On 07/11/2011 09:59 PM, Jan Kiszka wrote:
> On 2011-07-11 21:51, Gilles Chanteperdrix wrote:
>> On 07/11/2011 09:16 PM, Jan Kiszka wrote:
>>> On 2011-07-11 21:10, Jan Kiszka wrote:
>>>> On 2011-07-11 20:53, Gilles Chanteperdrix wrote:
>>>>> On 07/08/2011 06:29 PM, GIT version control wrote:
>>>>>> @@ -2528,6 +2534,22 @@ static inline void do_taskexit_event(struct task_struct *p)
>>>>>>  	magic = xnthread_get_magic(thread);
>>>>>>  
>>>>>>  	xnlock_get_irqsave(&nklock, s);
>>>>>> +
>>>>>> +	gksched = thread->gksched;
>>>>>> +	if (gksched) {
>>>>>> +		xnlock_put_irqrestore(&nklock, s);
>>>>>
>>>>> Are we sure irqs are on here? Are you sure that what is needed is not an
>>>>> xnlock_clear_irqon?
>>>>
>>>> We are in the context of do_exit. Not only IRQs are on, also preemption.
>>>> And surely no nklock is held.
>>>>
>>>>> Furthermore, I do not understand how we
>>>>> "synchronize" with the gatekeeper, how is the gatekeeper garanteed to
>>>>> wait for this assignment?
>>>>
>>>> The gatekeeper holds the gksync token while it's active.

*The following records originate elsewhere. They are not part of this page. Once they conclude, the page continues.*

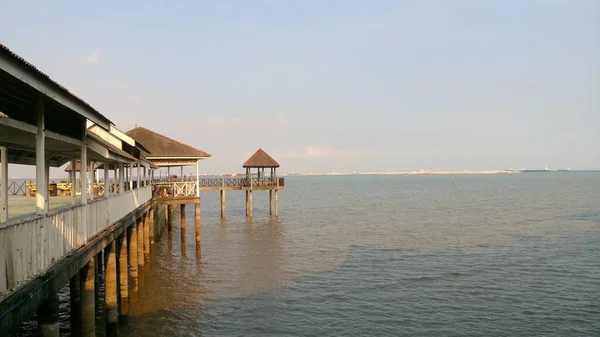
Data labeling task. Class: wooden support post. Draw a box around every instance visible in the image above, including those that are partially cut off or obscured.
[136,217,144,270]
[180,227,187,257]
[167,205,173,232]
[118,232,129,318]
[104,161,110,198]
[248,190,253,217]
[35,95,49,215]
[71,158,77,205]
[194,200,202,258]
[0,146,8,222]
[144,212,150,258]
[94,251,106,337]
[221,190,226,218]
[104,240,119,336]
[246,190,249,216]
[127,221,139,302]
[89,161,96,200]
[275,190,279,216]
[69,272,81,336]
[79,256,96,337]
[37,290,59,337]
[179,204,185,230]
[269,190,273,215]
[119,163,125,194]
[80,128,88,239]
[149,206,157,247]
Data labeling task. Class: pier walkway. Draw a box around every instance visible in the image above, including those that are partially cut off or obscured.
[0,44,285,337]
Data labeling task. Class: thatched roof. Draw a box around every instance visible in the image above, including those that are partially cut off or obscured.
[65,160,100,172]
[125,127,211,160]
[242,149,279,168]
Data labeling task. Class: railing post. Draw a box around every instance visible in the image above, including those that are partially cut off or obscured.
[196,159,200,198]
[0,147,8,222]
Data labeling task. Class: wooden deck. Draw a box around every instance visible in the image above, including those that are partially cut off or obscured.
[152,178,285,199]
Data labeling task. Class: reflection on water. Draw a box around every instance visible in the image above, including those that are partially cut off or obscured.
[11,172,600,336]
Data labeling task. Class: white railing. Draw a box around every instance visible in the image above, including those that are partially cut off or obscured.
[154,181,197,198]
[0,186,152,294]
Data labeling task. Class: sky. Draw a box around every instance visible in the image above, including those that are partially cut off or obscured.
[0,0,600,175]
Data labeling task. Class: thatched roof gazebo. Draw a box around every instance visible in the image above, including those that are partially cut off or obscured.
[242,149,279,182]
[125,127,212,179]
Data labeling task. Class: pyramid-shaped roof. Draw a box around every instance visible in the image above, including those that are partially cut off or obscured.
[242,149,279,168]
[125,127,211,159]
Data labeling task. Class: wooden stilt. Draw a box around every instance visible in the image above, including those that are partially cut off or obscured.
[194,200,202,258]
[37,291,59,337]
[248,190,253,217]
[104,240,119,336]
[136,216,144,268]
[221,190,225,218]
[127,222,139,302]
[167,205,173,232]
[118,233,129,319]
[275,190,279,216]
[79,257,96,336]
[143,212,150,259]
[179,204,185,231]
[69,272,81,336]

We request it,
>>>> thus we wait for the gatekeeper to become idle again. While it is idle,
>>>> we reset the queued reference - but I just realized that this may tramp
>>>> on other tasks' values. I need to add a check that the value to be
>>>> null'ified is actually still ours.
>>>
>>> Thinking again, that's actually not a problem: gktarget is only needed
>>> while gksync is zero - but then we won't get hold of it anyway and,
>>> thus, can't cause any damage.
>>
>> Well, you make it look like it does not work. From what I understand,
>> what you want is to set gktarget to null if a task being hardened is
>> destroyed. But by waiting for the semaphore, you actually wait for the
>> harden to be complete, so setting to NULL is useless. Or am I missing
>> something else?
> 
> Setting to NULL is probably unneeded but still better than rely on the
> gatekeeper never waking up spuriously and then dereferencing a stale
> pointer.
> 
> The key element of this fix is waitng on gksync, thus on the completion
> of the non-RT part of the hardening. Actually, this part usually fails
> as the target task received a termination signal at this point.

Yes, but since you wait on the completion of the hardening, the test
if (target &&...) in the gatekeeper code will always be true, because at
this point the cleanup code will still be waiting for the semaphore.

-- 
                                                                Gilles.